INTRODUCTION: Alcoholic fatty liver disease (AFLD) is a common consequence of chronic alcohol consumption, characterized by lipid accumulation and oxidative stress in the liver. Cytochrome P450 (CYP450) enzymes play essential roles in metabolizing alcohol and other compounds. However, the specific long-term effects of alcohol on these enzymes remain unclear. METHODS: This study the examines influence of prolonged ethanol exposure on CYP450 activity and expression in AFLD using a rat model. Key enzymes such as CYP2E1, CYP2D6, and CYP3A1 were assessed in relation to lipid accumulation and oxidative stress. RESULTS: Significant alterations were identified in the expression and activity of CYP2E1, CYP2D6, and CYP3A1, which were associated with increased lipid accumulation and oxidative stress in the liver. Additionally, the expression of P-glycoprotein (P-gp) was elevated, suggesting that chronic alcohol intake may impact drug transport and excretion.

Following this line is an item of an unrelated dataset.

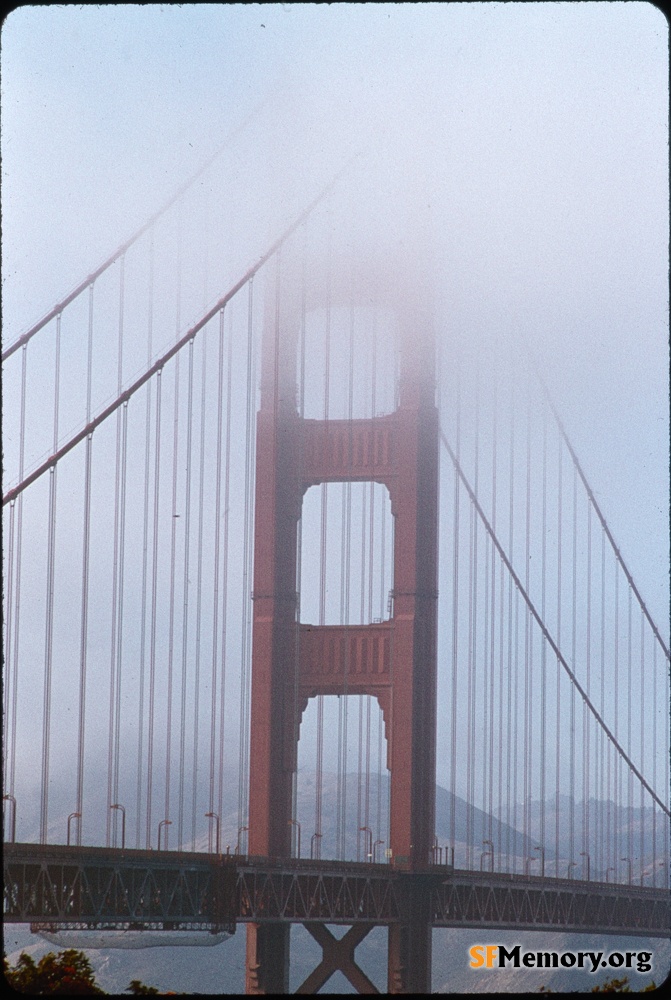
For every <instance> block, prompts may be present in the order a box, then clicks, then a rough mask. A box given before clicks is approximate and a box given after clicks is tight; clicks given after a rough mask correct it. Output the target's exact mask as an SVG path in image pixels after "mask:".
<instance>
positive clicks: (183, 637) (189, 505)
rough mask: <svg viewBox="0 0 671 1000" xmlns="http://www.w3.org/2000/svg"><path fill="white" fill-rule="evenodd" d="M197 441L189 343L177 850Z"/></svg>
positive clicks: (185, 689) (187, 399) (187, 377)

DISCUSSION: These findings provide new insights into the molecular mechanisms of AFLD and highlight the potential of CYP450 modulation as a therapeutic target. By elucidating how long-term ethanol exposure disrupts hepatic CYP450 enzyme profiles, this research lays the groundwork for developing personalized therapeutic strategies to improve outcomes for patients with AFLD.